Run microsoft-go-innerloop as a blocking job for the release flow

dagood opened this issue 4 months ago · comments

#1156 split the internal build into an official/signing part and an innerloop part. The release pipeline hasn't been adjusted, so now it simply waits for the official/signing part to complete. So, to go back to the status quo, we need to have the release pipeline trigger the internal innerloop pipeline and wait for it to finish, ideally in parallel with the official/signing pipeline.

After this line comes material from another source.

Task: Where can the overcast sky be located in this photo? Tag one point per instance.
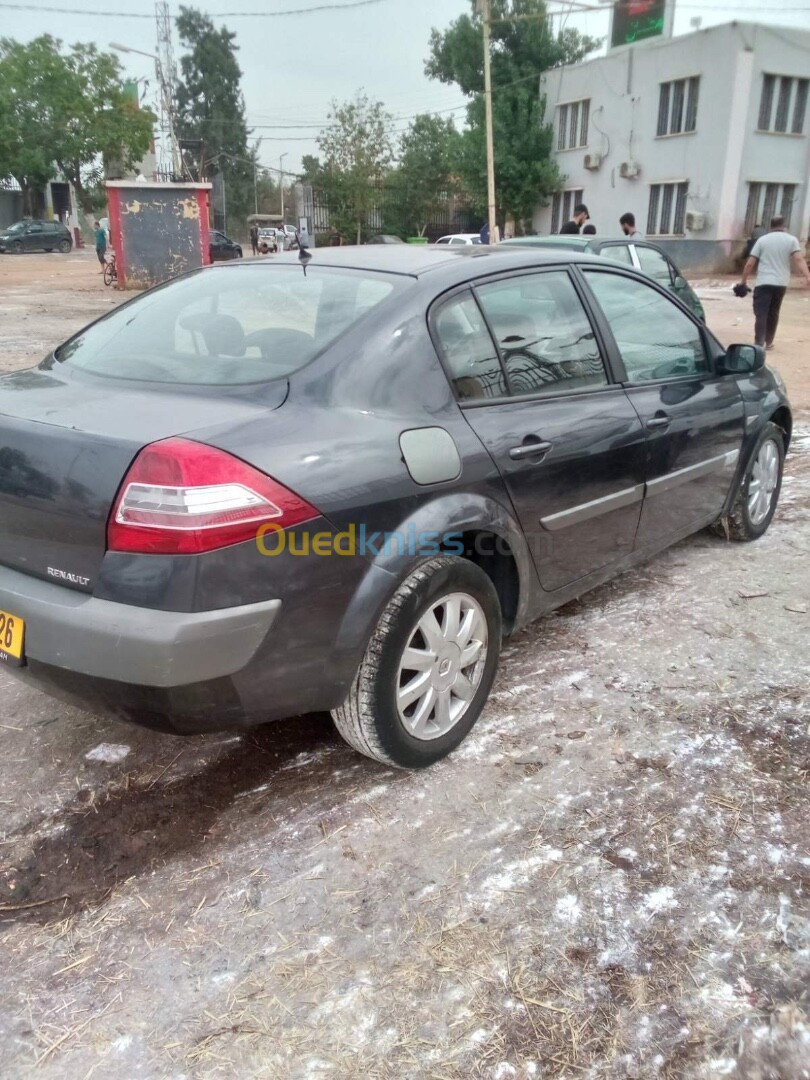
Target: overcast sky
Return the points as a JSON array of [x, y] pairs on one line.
[[295, 65]]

The risk of leaving this out is fairly low:

The main risk would be missing a failed test and releasing a broken Go, but PR validation runs the same builders and configurations as the internal innerloop pipeline, and a release involves going through the PR process.
One remaining risk is concurrent(-ish) PRs, but the release branches are low-traffic and controlled by a small team.
- If this is a problem, we could mitigate by enabling the branch protection flag that requires 100%-up-to-date PR validation runs before a merge. (This is slow if we have a series of port PRs to merge, but more effective and easier to debug under pressure than letting tests fail and investigating after the fact.)
Another risk is subtle differences in the environment, but this is only theoretical and likely indicates an infra problem rather than a problem with Go.

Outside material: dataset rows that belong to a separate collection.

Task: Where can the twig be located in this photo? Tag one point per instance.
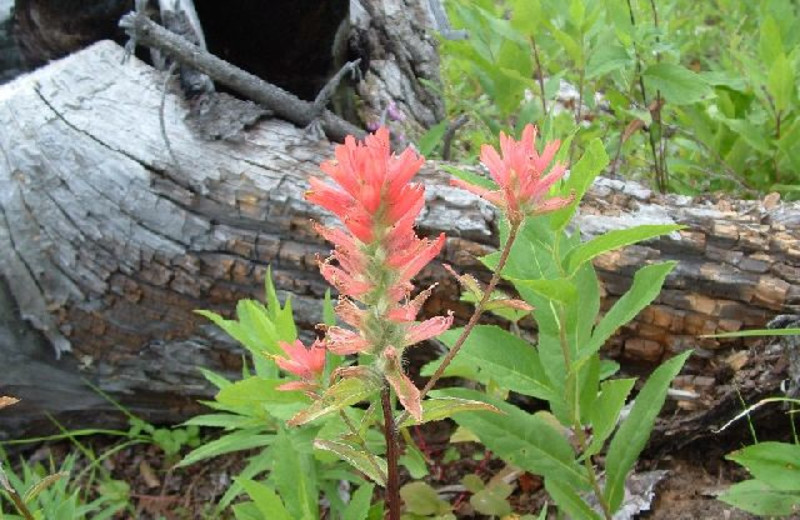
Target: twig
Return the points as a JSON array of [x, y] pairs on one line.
[[450, 134], [162, 122], [392, 455], [12, 493], [284, 104]]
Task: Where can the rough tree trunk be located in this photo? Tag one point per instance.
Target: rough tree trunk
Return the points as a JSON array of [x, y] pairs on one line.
[[107, 245]]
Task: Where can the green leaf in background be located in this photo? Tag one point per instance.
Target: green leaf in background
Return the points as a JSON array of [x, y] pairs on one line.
[[770, 45], [267, 502], [569, 501], [775, 463], [499, 356], [430, 139], [781, 82], [614, 240], [678, 85], [360, 460], [472, 178], [562, 290], [338, 396], [632, 435], [761, 499], [528, 441], [358, 508], [258, 397], [444, 407], [646, 286], [754, 333], [605, 412], [236, 441]]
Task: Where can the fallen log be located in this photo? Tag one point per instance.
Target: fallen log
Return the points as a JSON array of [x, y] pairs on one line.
[[107, 248]]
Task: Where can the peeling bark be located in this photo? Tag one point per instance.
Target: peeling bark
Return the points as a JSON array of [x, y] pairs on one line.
[[106, 247]]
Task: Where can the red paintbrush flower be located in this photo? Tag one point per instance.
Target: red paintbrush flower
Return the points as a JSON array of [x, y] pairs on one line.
[[520, 175], [306, 363]]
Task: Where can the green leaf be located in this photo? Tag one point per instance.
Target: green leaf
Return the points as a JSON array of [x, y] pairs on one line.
[[562, 290], [754, 333], [646, 286], [528, 441], [266, 500], [356, 458], [338, 396], [470, 177], [431, 138], [492, 501], [781, 82], [358, 508], [614, 240], [421, 499], [678, 85], [260, 397], [295, 477], [606, 410], [444, 407], [632, 435], [761, 499], [497, 355], [569, 501], [775, 463]]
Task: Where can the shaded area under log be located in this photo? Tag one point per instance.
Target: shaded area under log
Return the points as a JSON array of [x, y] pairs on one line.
[[107, 248]]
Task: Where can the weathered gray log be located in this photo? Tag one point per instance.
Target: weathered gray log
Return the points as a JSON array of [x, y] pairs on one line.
[[106, 247]]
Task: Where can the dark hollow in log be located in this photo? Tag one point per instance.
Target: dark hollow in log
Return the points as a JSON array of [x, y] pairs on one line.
[[106, 247]]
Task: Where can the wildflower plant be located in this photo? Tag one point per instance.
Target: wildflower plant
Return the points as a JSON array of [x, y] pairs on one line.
[[376, 255]]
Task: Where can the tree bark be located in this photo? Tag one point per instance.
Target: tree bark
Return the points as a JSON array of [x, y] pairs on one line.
[[107, 246]]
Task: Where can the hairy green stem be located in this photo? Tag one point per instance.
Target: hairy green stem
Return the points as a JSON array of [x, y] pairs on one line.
[[362, 443], [576, 422], [392, 455]]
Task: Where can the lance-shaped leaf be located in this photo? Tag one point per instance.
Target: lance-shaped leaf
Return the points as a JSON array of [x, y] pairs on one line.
[[373, 467], [531, 442], [436, 409], [631, 437], [338, 396], [613, 240]]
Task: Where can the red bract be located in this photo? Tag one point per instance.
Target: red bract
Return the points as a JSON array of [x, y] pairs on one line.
[[306, 363], [520, 174], [375, 259]]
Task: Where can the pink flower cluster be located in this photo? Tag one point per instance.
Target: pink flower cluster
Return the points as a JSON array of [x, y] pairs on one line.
[[376, 255]]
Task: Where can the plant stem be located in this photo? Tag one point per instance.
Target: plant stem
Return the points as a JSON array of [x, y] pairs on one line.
[[660, 181], [576, 421], [392, 455], [476, 315], [361, 443], [14, 496], [539, 73]]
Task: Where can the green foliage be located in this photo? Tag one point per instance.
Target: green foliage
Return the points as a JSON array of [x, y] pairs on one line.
[[551, 269], [252, 413], [697, 100], [775, 488], [53, 493]]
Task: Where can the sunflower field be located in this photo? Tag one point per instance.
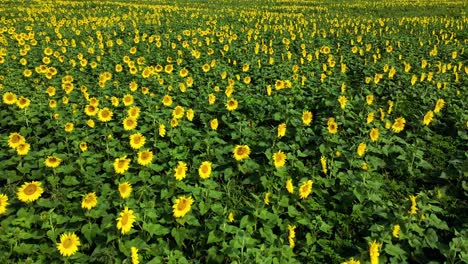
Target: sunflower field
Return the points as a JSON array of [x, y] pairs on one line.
[[309, 131]]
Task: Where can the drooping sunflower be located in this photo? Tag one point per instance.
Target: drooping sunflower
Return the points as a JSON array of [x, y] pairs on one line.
[[125, 220], [305, 189], [399, 125], [89, 201], [241, 152], [180, 171], [205, 170], [30, 191], [307, 118], [182, 206], [121, 165], [125, 189], [279, 159], [145, 157], [137, 140], [52, 162], [15, 139], [3, 203], [69, 243]]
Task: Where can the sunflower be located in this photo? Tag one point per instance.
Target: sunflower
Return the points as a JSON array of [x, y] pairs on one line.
[[332, 126], [15, 139], [214, 124], [398, 125], [307, 118], [241, 152], [279, 159], [23, 149], [282, 130], [232, 104], [125, 220], [137, 140], [361, 149], [105, 115], [374, 134], [52, 162], [30, 191], [3, 203], [23, 102], [121, 165], [205, 170], [145, 157], [68, 245], [162, 130], [428, 118], [9, 98], [134, 251], [180, 171], [289, 186], [89, 201], [125, 189], [305, 189], [182, 206]]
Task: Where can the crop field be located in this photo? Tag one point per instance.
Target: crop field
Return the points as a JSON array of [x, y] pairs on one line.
[[310, 131]]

Leaving it out also makes the release go faster, because we only need to wait for tests to run once (PR validation), not twice.

/cc @gdams @qmuntal

Quim Muntal · Answer 1 · Tue Mar 19 2024 23:15:20 GMT+0800 (China Standard Time)

The risk of leaving this out is fairly low
The main risk would be missing a failed test and releasing a broken Go

Even if the likelihood of a broken build is very low, the impact of releasing a broken Go is very high, so I would sleep more confortable if the innerloop pipeline is executed as part of the release process.

If this is a problem, we could mitigate by enabling the branch protection flag that requires 100%-up-to-date PR validation runs before a merge. (This is slow if we have a series of port PRs to merge, but more effective and easier to debug under pressure than letting tests fail and investigating after the fact.)

I would prefer not to require 100%-up-to-date PR runs before a merge givent hat the PR pipeline is very slow (~40min).

Davis Goodin · Answer 2 · Wed Mar 20 2024 02:28:52 GMT+0800 (China Standard Time)

I would prefer not to require 100%-up-to-date PR runs before a merge givent hat the PR pipeline is very slow (~40min).

Just in case this changes things: I'd only consider this for the release branches, never main. For the release branches, in my experience there's usually only one PR active at a time: backports happen over time, and release day activity is bundled together.

That said, getting back to the status quo (directly running innerloop as a dependency of release) rather than hashing out a new way to try to get the same coverage makes sense to me.

Also: it might also be useful to have a place to run internal-only tests if needed. And this is probably the best place to trigger scenario tests.

Davis Goodin · Answer 3 · Sat Mar 23 2024 05:44:13 GMT+0800 (China Standard Time)

Done, although the infra doesn't do the blocking, the release runner has to. Shows up like this: #1172.

Figuring out a way to do joins (perhaps re-evaluating the cost of maintaining our own state somewhere rather than relying on AzDO re-queue behavior and focused polling) is on my mind for when we're ready to make larger changes to release automation.